Per capire l’idea di paese-città delle amministrazioni che si sono
succedute a Treviolo in questi ultimi anni c’è un punto
panoramico a 360 gradi: la rotonda tra via Gorizia e via Galletti. Un
concentrato di junkspace da studiare all’università. Non siamo riusciti
a fare peggio nemmeno noi curnesi con la Piazza della Chiesa: che è già
tutto dire. Se non vi basta questo punto di vista basta ricorrere a
google earth storico. Oppure il parcheggio del centro sportivo alla
Roncola con la relativa selva di telecamere.

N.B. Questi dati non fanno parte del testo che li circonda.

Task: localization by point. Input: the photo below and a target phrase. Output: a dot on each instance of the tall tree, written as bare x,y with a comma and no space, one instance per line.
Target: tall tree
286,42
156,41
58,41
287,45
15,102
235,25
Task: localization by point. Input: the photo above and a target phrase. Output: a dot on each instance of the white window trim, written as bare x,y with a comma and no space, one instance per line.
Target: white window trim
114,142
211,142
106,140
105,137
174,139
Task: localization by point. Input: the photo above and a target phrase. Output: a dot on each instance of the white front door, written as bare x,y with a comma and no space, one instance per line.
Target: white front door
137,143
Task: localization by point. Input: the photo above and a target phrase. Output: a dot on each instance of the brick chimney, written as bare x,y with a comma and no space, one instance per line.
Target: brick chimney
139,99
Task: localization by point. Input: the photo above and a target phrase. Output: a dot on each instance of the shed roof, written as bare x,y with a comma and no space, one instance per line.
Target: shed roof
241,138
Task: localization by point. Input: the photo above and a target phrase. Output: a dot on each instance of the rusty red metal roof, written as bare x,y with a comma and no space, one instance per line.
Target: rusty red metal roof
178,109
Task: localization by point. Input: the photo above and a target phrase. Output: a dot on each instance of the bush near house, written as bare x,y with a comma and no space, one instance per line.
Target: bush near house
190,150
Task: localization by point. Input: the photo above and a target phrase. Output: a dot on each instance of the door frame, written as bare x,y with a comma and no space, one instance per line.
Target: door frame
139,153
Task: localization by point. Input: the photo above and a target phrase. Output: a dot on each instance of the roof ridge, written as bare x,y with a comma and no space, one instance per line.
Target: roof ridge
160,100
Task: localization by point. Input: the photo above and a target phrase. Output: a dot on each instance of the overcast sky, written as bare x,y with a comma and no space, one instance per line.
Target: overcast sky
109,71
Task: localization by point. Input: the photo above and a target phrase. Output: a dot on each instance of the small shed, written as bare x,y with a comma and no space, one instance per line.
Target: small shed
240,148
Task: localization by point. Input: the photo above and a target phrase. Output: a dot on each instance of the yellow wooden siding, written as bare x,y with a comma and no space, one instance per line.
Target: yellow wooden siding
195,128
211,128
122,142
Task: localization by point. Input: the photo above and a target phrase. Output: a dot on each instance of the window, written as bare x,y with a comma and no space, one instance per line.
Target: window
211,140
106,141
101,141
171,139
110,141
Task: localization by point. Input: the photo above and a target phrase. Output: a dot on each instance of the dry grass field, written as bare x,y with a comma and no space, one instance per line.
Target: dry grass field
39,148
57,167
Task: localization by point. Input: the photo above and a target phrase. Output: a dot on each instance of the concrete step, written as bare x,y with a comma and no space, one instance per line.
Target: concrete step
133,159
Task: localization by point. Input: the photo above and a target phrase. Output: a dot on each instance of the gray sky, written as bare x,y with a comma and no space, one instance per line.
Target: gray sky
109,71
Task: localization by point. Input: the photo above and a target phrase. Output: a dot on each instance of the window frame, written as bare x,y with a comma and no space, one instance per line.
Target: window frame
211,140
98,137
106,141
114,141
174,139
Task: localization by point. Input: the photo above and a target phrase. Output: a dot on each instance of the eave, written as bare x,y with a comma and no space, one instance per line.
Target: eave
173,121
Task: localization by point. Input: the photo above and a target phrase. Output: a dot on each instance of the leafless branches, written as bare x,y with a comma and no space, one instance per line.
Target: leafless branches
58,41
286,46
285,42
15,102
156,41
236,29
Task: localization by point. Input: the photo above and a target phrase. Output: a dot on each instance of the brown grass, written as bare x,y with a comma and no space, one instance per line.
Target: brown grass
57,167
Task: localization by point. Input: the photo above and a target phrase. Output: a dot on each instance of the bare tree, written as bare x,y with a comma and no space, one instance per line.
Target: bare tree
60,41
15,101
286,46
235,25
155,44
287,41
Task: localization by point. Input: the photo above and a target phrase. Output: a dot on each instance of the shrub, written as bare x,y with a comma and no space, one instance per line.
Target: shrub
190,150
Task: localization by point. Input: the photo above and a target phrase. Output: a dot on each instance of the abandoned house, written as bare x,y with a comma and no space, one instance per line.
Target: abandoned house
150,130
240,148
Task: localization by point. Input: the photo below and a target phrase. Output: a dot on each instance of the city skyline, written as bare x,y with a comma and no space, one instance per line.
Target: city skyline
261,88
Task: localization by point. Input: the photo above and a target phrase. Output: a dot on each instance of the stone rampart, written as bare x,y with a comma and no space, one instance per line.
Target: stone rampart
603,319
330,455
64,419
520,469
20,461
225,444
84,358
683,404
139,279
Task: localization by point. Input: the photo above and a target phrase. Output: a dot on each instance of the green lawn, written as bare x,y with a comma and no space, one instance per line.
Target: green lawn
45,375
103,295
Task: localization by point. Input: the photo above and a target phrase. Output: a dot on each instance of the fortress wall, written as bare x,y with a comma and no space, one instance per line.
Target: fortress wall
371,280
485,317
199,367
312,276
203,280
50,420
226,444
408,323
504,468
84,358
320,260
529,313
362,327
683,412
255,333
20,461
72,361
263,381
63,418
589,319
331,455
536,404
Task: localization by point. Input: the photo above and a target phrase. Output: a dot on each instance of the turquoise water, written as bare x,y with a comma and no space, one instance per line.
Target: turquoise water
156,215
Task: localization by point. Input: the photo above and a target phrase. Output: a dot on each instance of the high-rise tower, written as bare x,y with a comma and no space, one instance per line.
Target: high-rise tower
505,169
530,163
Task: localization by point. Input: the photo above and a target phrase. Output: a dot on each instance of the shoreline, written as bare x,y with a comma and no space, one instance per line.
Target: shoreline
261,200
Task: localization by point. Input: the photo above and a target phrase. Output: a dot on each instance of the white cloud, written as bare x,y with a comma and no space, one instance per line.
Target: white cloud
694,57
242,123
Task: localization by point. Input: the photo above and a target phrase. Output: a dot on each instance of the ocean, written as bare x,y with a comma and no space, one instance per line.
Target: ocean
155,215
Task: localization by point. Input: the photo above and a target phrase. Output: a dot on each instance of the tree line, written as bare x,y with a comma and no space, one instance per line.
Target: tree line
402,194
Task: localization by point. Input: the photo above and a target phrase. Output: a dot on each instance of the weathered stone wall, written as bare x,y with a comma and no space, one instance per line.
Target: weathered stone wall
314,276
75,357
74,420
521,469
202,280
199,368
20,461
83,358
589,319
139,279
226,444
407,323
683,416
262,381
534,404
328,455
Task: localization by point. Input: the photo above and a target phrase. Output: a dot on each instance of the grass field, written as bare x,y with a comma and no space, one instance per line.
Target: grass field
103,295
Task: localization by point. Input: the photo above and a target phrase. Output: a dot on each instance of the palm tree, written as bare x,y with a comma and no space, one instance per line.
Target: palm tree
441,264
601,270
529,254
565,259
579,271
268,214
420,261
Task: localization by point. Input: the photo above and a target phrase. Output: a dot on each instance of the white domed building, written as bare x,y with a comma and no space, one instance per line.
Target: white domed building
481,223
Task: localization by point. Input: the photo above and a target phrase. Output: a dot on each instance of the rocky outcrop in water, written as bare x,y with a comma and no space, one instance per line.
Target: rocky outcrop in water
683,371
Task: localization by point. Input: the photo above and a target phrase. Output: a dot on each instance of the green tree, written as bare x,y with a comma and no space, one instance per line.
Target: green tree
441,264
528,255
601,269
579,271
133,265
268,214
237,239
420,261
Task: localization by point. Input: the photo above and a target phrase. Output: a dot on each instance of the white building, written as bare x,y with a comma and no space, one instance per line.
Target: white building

Se volete divertivi
immaginate un grande parco sul fiume con annesso… quaglio dromo.
Treviolo ha comunque “battuto” Curno con almeno venti anni nella
costruzione della biblioteca civica ma anche Treviolo ha subito e sta
ancora subendo un gravissimo ritardo per il nuovo polo scolastico. Il
31 marzo del 2012 il cantiere per il nuovo polo scolastico di Treviolo,
in via Papa Giovanni XXIII, era stato sequestrato dai carabinieri su
mandato della Direzione Distrettuale Antimafia di Brescia. Era il
periodo in cui, dopo l’esplosione dell’inchiesta su Brebemi, i militari
passavano in rassegna tutti (o quasi) i cantieri in cui aveva lavorato
l’impresa Locatelli di Grumello. E anche in quel caso, nell’area in cui
si stavano costruendo le nuove scuole elementari già dal 2010, erano
spuntate le scorie di fonderia non adeguatamente trattate e contenenti
varie sostanze, anche cromo, bario e arsenico (secondo i periti poi
nominati dal gip del tribunale di Brescia). A fine febbraio 2019, sei
anni dopo, la notizia che il Comune ha ottenuto il via libera da Arpa,
Ats e Provincia, a conclusione di una lunga conferenza di servizi, per
poter bonificare, mettendo in appalto il progetto della Geologika srl
di Milano, del professionista Luca Pizzi.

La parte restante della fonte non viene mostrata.